Again the yells, and now, beyond the opening behind, the faint crash of running footsteps. His hair rose on his back with rage. His world had turned about. Those were his enemies coming. All the loyalty of his dog’s soul had gone out to this man who understood, all his hatred to those who never had. He started to turn about. He would meet them in the opening. He would rush at them.

“No!” cried the man who understood.

When he looked at Tom once more the miracle of ages past had been repeated; the man saw in the eyes of the dog, trust, humility, undying devotion. His voice trembled for the first time.

“Old Whiskers,” he said gently. “Old Gray Whiskers! Quick now!”

The pursuing guards never knew why the woods ahead of them grew suddenly silent, why the tree-bay of the bloodhound that had sounded once clear and unmistakable sounded no more, though as they ran they filled the morning with their yells. They did not see the great hound go trembling to the man. They did not see the old man for just a second catch the massive head between his hands.

They did not see the two turn and disappear, swiftly, silently, into the undergrowth that grew densely behind the open space and the giant sycamore tree.

When, all out of breath, they reached the spot from whence had proceeded the solitary tree-bay, they looked about at vacant woods. Frantically they searched the undergrowth, shotguns ready, calling to each other in their excitement. Man and dog had vanished as if they had never been.

But Simmons did not believe in miracles. “The old devil killed the dog!” he cried. “He had a knife about him.

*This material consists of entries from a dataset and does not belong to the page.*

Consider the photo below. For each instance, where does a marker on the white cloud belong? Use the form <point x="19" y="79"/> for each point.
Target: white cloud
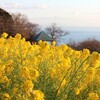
<point x="19" y="6"/>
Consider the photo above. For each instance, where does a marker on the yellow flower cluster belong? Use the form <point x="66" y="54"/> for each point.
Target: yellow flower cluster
<point x="43" y="71"/>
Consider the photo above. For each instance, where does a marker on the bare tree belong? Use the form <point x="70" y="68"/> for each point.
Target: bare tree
<point x="55" y="31"/>
<point x="6" y="22"/>
<point x="24" y="27"/>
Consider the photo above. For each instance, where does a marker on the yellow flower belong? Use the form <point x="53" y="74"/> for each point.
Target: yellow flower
<point x="6" y="96"/>
<point x="28" y="85"/>
<point x="37" y="95"/>
<point x="18" y="36"/>
<point x="4" y="35"/>
<point x="93" y="96"/>
<point x="77" y="91"/>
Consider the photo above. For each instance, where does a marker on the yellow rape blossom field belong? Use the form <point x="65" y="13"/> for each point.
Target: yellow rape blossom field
<point x="43" y="71"/>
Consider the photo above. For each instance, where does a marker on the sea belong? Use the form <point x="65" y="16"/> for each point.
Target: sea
<point x="79" y="34"/>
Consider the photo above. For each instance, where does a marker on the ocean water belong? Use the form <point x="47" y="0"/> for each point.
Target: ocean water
<point x="80" y="34"/>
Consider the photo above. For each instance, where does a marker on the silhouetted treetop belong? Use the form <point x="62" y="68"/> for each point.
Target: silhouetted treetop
<point x="6" y="22"/>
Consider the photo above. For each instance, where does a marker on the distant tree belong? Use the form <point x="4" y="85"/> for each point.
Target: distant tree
<point x="6" y="22"/>
<point x="55" y="32"/>
<point x="24" y="27"/>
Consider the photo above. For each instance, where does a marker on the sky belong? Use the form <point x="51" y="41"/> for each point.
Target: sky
<point x="67" y="13"/>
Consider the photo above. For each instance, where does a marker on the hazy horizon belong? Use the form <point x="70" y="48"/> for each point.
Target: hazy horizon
<point x="66" y="13"/>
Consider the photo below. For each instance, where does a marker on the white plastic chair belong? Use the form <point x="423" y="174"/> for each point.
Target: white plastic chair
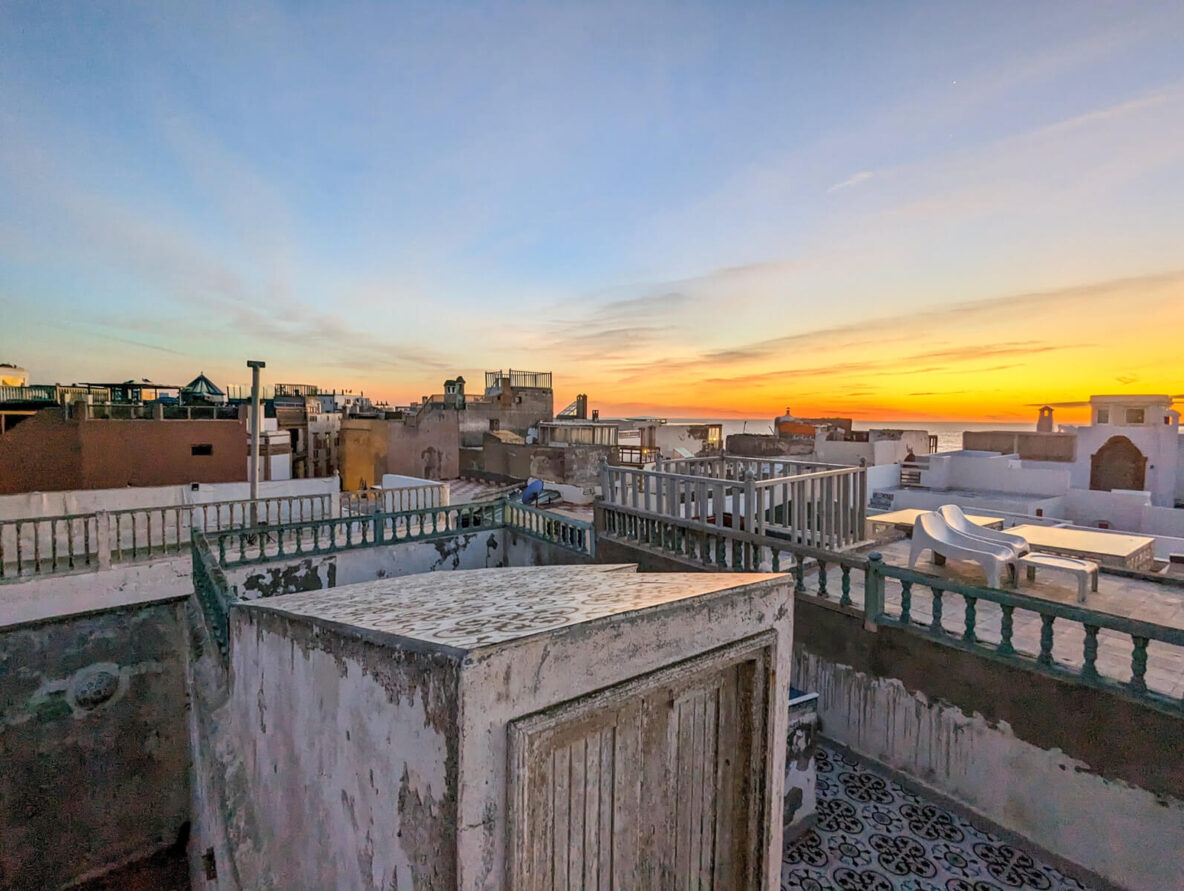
<point x="931" y="531"/>
<point x="957" y="520"/>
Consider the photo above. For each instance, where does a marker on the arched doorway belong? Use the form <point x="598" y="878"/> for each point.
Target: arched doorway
<point x="1119" y="464"/>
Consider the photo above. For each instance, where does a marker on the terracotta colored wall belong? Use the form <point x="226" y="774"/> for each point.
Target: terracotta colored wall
<point x="364" y="441"/>
<point x="47" y="453"/>
<point x="118" y="453"/>
<point x="40" y="454"/>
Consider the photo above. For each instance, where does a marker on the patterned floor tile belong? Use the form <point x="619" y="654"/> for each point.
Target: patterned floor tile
<point x="872" y="834"/>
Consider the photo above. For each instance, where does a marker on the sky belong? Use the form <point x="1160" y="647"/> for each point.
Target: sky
<point x="909" y="211"/>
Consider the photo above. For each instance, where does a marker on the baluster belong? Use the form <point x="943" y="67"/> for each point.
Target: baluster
<point x="1046" y="639"/>
<point x="969" y="634"/>
<point x="1089" y="667"/>
<point x="1139" y="664"/>
<point x="935" y="624"/>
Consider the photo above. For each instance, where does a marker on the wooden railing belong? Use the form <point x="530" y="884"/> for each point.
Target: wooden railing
<point x="1099" y="650"/>
<point x="44" y="546"/>
<point x="819" y="509"/>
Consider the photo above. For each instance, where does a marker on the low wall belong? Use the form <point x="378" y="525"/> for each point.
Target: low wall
<point x="1079" y="772"/>
<point x="92" y="742"/>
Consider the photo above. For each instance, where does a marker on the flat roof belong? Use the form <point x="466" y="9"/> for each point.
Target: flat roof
<point x="465" y="609"/>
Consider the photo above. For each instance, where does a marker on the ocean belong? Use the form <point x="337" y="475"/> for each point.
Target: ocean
<point x="948" y="433"/>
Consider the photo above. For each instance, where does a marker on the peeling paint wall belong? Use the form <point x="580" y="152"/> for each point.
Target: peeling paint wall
<point x="92" y="742"/>
<point x="338" y="735"/>
<point x="1127" y="834"/>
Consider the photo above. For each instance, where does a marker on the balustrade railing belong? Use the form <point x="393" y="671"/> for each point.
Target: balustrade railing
<point x="262" y="544"/>
<point x="818" y="509"/>
<point x="44" y="546"/>
<point x="391" y="501"/>
<point x="1133" y="658"/>
<point x="572" y="534"/>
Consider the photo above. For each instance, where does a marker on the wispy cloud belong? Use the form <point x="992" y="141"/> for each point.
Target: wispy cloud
<point x="855" y="179"/>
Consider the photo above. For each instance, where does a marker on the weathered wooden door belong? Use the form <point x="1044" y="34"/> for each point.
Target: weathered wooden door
<point x="658" y="782"/>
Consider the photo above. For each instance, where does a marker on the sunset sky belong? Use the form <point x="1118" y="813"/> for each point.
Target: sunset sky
<point x="890" y="211"/>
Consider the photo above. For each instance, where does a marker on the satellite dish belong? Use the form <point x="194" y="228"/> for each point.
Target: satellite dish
<point x="531" y="494"/>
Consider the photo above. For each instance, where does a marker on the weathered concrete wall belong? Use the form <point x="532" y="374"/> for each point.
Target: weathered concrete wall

But where’s the blood and where’s the body?”

They hurried here and there as they glimpsed red spots, only to find a leaf killed by the sun and fallen before season, or a bush reddened by berries.

“We miscalculated the spot,” swore Simmons. “It wasn’t here it happened.”

And he sat down out of breath and leaned his burly back against the trunk of a giant sycamore tree.

The sun was dropping over the mountains when the two guards, empty-handed, got back to camp. The valleys lay in shadow, but far up in the enormous folds of the Tennessee mountains its last crimson rays shone on a bearded old man trudging along a narrow road toward the west.

He looked weary and footsore and his clothes were torn by briers. But his face was alight, as if with anticipation of to-morrow. Now and then he spoke. And behind him a great, strange-looking, long-eared hound lifted his head, as if drinking in the sound of his voice.